It may have some big flaws, but we can't help but find this little 7in Honeycomb tablet rather likeable.
Until now, if you wanted a Honeycomb tablet, you had to have a screen of 9in and above. Smaller devices have so far been restricted to running adapted smartphone versions of Android, but with the 7in Acer Iconia Tab A100, that problem is left behind: it comes with Android 3.2, which has specific optimisations for smaller screen sizes.
In the case of the A100, the most noticeable change is the height of the System Bar that occupies the bottom 48 pixels of the 1,024 x 600 screen, or 7mm in real money. On Honeycomb tablets with larger screens the System Bar is 8.5mm high.
In use, it means the A100 is almost as easy to manipulate as its larger cousins, with menu options, buttons and bars all perfectly proportioned. It also means the tablet feels as at home in portrait mode as it does in landscape.
The smaller screen means widgets and icons occupy more desktop real-estate, and typing on the standard Honeycomb keyboard is a little more fiddly, but we’d take those small niggles for the sheer portability this tablet offers. It’s slim and compact enough to slip into an inside jacket pocket, and reasonably light at 400g.
The rest of the design is perfectly acceptable too. The grey glossy plastic back isn’t luxurious, but general build quality is good, and we like the fact that, when you hold the A100 in landscape orientation, the extended ends give your thumbs somewhere to rest.
There are other nice touches: next to the volume rocker there’s a lock switch for preventing the screen from auto-rotating, and all the ports and sockets (the 3.5mm audio output, Micro HDMI, and proprietary docking port) are located sensibly on the short edges of the tablet.
So, the A100 matches its larger cousins almost blow for blow, and internally it’s also up to scratch. There’s no 3G option yet, but you get 8GB of internal storage and a working microSD slot for expansion. It’s powered by a 1GHz Nvidia Tegra 2 processor and has 1GB of RAM to back that up, so Honeycomb fair flies along.
Scrolling, panning and pinch-to-zoom operations in the browser are as responsive as you could hope for, and we found standard-definition BBC iPlayer and YouTube videos played smoothly.
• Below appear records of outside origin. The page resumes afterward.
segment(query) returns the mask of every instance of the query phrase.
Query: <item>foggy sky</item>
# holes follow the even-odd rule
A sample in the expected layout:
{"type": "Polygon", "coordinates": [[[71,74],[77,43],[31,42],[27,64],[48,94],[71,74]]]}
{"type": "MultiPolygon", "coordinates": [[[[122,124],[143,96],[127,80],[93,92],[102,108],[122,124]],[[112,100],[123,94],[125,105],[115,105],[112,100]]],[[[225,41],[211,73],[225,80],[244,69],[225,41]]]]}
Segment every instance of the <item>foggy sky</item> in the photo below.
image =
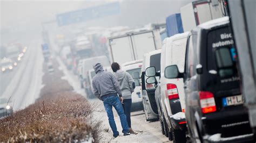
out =
{"type": "MultiPolygon", "coordinates": [[[[55,19],[58,13],[114,1],[1,1],[1,40],[39,35],[42,22],[55,19]]],[[[82,24],[88,27],[113,27],[164,22],[166,17],[179,13],[180,8],[191,0],[118,1],[120,4],[120,14],[82,24]]]]}

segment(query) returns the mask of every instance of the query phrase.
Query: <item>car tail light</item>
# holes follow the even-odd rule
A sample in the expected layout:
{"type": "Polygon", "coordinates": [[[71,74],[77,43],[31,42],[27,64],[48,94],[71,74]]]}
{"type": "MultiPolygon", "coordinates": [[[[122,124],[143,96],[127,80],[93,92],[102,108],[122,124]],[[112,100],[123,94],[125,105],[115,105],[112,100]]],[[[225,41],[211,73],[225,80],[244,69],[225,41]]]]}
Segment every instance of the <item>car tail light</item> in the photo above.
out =
{"type": "Polygon", "coordinates": [[[179,123],[179,124],[186,124],[187,123],[187,121],[180,121],[180,123],[179,123]]]}
{"type": "Polygon", "coordinates": [[[216,111],[216,105],[213,94],[208,91],[200,91],[200,104],[203,113],[207,113],[216,111]]]}
{"type": "Polygon", "coordinates": [[[154,85],[153,84],[146,84],[146,87],[147,89],[154,88],[154,85]]]}
{"type": "Polygon", "coordinates": [[[169,99],[179,98],[177,87],[174,84],[167,84],[167,95],[169,99]]]}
Some YouTube 720p clips were watchable; others were juddery. The only caveat is that horizontal scrolling animations in the app launcher view seem to shudder as you swipe left and right, but this is more a mild glitch than major irritation.
In performance testing, the numbers back up our initial impressions. It isn’t quite up there with Samsung’s Galaxy Tab 10.1, but the A100 is otherwise the match of any Android tablet we’ve seen. It loads complicated pages quickly and without fuss; the BBC homepage appeared in five seconds on average. The SunSpider test completed in 2,219ms, and in the Android-only Quadrant benchmark, the A100 achieved a decent score of 1,823.
Generally, we’re big fans of the way Acer has put together this neat little Android tablet, but inevitably there are some annoyances. The first concerns the screen. It’s sharp enough, but brightness, contrast and viewing angles leave a little to be desired.
We measured a maximum brightness of just 239cd/m2 and a contrast ratio of 646:1, and colours quickly change hue as you tip the tablet back and forth in landscape orientation.
The next problem is battery life. According to Acer’s specifications the A100 is capable of “up to five hours”, and sure enough we achieved a time of 4hrs 53mins in our looping, low-resolution video test. That’s well short of average for a Honeycomb tablet, and lags significantly behind its main rival for the 7in tablet crown – the HTC Flyer – that managed 8hrs 4mins.
The A100’s 5-megapixel camera is another disappointment. Its stills, even in good light, were muddied by chroma noise and heavy compression. Video shot at 720p and 20fps, meanwhile, looked extremely soft and was also spoiled by excessive compression and violent shifts in white balance.
Finally, we found the odd compatibility problem as we went through loading our standard list of apps. Most notably, the Amazon Kindle app crashed every time we attempted to load a book, and was missing critical navigational controls. Hopefully, this is something Amazon addresses soon in an update.
This isn’t the perfect tablet, then, not by a long chalk. And with average screen quality, below par battery life and a poor camera, you’d think we’d be ready to stick the boot in.
But the Acer A100 is actually a rather likeable device. It’s nice to use, snappy and responsive, and looks even more attractive when you put it in context of the immediate competition. It costs £300 inc VAT, the same as the ageing 7in Samsung Galaxy Tab, and a massive £180 cheaper than the 16GB HTC Flyer. If a 10in tablet doesn’t appeal, this little alternative just might.